PHILADELPHIA (973espn.com) — The few who are defending Sam Bradford in his current dust-up with his employer point to the contract the Eagles gave their presumptive 2016 starter and how it had to be indicative of a change in thinking from the organization's standpoint.

The narrative goes something like this: A placeholder doesn't get $22 million guaranteed, that number confirms the feeling that Bradford had a chance to develop into a quality quarterback and perhaps even the long-time starter for the Eagles, a mindset that only changed after seeing a prettier girl at the dance and realizing that goal was attainable.

The spin that the Eagles lied to Bradford, however, and did him dirty holds no water and that take has nothing to do with what side of the fence you are on in the "he said, she said" volleying between Howie Roseman and Tom Condon ... the numbers tell the true story.

Bradford was always regarded as a stop-gap by Philadelphia and that reality goes far deeper than the prove-it nature of a short-term contract due to injury concerns or the fact Roseman cobbled together a deal that actually lowered Bradford's salary-cap number from 2015.

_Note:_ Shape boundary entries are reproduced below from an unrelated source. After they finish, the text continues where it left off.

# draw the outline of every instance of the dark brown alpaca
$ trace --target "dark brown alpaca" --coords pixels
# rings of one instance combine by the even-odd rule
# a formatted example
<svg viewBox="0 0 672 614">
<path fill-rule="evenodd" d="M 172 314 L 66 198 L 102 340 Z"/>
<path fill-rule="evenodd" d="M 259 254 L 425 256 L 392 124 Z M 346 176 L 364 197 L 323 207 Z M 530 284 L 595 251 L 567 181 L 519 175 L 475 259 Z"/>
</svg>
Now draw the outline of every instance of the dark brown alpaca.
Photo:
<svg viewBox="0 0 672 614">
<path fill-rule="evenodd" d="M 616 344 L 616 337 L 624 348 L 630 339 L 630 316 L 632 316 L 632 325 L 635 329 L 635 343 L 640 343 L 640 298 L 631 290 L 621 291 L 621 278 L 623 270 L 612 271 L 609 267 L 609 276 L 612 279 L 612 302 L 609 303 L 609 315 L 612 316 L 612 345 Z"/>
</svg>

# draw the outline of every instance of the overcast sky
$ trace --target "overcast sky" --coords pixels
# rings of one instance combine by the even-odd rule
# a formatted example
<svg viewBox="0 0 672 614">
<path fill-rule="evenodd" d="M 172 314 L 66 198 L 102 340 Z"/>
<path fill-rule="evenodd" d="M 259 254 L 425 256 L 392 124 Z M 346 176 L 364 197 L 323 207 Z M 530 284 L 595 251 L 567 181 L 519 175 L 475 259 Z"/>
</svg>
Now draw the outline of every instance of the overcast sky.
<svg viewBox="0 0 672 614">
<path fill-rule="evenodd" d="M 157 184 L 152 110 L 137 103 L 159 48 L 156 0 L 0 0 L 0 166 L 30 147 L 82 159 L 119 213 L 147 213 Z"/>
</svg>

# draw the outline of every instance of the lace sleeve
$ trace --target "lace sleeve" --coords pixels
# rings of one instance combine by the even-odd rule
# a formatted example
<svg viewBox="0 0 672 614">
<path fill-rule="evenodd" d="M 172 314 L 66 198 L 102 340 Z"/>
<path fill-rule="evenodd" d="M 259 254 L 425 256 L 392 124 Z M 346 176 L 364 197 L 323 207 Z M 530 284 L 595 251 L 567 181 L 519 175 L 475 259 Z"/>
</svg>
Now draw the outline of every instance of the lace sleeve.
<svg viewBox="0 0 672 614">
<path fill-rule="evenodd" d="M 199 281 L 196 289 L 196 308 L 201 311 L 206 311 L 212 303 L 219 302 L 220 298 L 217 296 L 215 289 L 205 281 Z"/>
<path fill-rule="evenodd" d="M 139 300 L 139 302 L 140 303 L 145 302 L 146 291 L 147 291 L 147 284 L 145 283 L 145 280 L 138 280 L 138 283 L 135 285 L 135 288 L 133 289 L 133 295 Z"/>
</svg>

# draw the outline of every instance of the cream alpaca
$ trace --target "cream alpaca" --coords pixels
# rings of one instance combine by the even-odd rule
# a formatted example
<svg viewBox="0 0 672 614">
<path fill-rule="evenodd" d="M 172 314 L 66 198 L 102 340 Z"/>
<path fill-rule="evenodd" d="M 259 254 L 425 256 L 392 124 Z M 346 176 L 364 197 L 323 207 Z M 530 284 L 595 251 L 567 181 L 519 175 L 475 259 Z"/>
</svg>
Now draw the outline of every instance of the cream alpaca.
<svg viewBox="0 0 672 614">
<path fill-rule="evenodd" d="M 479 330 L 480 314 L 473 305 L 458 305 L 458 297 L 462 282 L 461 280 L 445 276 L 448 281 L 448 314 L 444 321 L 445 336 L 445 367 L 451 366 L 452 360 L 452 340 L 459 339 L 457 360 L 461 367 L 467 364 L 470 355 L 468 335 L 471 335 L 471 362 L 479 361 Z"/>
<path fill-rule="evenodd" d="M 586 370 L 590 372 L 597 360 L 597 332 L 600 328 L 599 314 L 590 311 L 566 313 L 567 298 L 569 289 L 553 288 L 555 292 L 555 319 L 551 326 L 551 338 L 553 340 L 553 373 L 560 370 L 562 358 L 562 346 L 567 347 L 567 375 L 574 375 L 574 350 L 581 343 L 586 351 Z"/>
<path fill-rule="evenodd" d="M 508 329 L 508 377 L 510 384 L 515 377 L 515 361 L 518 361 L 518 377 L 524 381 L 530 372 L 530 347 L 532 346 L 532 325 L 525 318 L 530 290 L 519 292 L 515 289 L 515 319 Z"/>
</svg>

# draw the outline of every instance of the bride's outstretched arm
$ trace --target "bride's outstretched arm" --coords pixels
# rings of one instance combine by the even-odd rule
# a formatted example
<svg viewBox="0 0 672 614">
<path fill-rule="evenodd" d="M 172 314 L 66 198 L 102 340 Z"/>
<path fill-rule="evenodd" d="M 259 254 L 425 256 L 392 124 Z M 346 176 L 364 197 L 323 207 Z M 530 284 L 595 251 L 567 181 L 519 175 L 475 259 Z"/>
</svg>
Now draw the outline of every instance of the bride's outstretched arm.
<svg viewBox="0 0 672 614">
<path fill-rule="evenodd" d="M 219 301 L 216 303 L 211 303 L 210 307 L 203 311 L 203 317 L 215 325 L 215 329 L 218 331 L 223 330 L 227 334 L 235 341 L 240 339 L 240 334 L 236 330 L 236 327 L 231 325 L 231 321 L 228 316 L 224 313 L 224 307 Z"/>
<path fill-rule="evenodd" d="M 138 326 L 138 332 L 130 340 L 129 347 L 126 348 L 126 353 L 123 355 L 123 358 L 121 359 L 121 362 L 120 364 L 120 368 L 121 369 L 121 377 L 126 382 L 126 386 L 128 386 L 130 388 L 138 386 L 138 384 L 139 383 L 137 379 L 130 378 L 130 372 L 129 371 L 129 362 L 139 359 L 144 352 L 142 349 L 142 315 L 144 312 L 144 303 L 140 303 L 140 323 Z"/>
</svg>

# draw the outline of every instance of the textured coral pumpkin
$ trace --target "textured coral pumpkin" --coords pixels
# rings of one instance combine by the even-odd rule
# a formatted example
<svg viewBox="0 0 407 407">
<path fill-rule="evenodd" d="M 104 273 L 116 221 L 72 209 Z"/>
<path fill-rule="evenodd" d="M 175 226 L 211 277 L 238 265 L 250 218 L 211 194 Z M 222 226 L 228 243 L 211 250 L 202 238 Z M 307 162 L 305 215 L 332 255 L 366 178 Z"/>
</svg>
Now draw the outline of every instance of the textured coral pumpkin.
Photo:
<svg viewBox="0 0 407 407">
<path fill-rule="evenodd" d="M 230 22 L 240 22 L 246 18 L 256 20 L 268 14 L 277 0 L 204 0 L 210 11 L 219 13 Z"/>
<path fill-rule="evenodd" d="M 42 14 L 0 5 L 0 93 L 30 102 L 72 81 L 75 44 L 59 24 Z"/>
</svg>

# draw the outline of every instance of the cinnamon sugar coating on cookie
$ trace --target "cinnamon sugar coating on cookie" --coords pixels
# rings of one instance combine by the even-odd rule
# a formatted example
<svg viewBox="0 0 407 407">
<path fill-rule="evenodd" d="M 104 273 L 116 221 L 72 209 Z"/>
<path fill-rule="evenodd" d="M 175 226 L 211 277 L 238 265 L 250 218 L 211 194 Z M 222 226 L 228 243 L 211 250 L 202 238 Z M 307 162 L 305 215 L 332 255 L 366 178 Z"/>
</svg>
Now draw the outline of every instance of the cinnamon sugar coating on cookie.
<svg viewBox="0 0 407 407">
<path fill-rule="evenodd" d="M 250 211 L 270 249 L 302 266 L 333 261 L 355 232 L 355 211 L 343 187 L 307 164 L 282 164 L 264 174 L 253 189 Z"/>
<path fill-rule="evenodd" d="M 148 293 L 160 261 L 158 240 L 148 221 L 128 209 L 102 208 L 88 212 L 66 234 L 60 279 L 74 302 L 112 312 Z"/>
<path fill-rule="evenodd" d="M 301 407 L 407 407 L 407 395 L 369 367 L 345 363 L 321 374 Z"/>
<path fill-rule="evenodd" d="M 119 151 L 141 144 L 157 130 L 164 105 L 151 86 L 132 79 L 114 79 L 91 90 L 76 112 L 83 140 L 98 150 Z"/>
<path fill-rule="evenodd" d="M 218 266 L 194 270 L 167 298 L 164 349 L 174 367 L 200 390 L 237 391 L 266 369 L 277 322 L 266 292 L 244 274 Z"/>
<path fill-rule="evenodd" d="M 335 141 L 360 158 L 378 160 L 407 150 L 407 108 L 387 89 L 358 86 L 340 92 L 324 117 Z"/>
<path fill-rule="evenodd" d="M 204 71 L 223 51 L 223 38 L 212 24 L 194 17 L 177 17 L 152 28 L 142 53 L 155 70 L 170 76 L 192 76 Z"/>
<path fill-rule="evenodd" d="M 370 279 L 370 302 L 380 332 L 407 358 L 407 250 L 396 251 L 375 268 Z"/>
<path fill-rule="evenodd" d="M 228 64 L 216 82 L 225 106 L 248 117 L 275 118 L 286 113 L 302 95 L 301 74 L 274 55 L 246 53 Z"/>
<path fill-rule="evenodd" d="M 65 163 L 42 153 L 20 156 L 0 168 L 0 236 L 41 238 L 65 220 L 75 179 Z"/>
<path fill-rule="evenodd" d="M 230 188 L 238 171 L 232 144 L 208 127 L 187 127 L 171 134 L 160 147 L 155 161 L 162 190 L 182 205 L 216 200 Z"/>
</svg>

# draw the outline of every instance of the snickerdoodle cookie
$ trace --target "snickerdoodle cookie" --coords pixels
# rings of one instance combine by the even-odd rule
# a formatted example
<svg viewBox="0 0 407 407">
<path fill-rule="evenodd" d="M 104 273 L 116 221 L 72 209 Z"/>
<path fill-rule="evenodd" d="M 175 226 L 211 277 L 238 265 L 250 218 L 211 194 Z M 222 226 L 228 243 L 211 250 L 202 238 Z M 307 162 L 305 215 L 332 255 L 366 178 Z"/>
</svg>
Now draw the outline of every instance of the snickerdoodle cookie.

The financial package that Bradford got from the Eagles was actually run-of-the-mill by NFL standards for a veteran quarterback, ranking 18th in yearly salary and 19th in total guarantees.

And even that is an over-inflated view of Bradford's place in the NFL's hierarchy of QBs when you take into account the league's financial system.

Certain teams like Jacksonville (Blake Bortles), Minnesota (Teddy Bridgewater), Oakland (Derek Carr), Tennessee (Marcus Mariota) and Tampa Bay (Jameis Winston) value their QBs far more than the Eagles do Bradford but are not yet forced to pay them big sums because they remain on their collectively-bargained rookie stipends.

However, if those organizations were forced to cut the big check tomorrow for their on-field leaders, each would do it at a greater rate than Bradford got paid with little complaint.

If you tweak the numbers to take that into account, all of a sudden Bradford's adjusted value among starting QBs in the NFL falls to 23rd on 24th in the league or near the bottom 25 percentile.

That's the real worth of where the Eagles placed Sam Bradford despite the illusion of the big-money deal.

And those who think otherwise fundamentally misunderstand the NFL's salary-cap structure.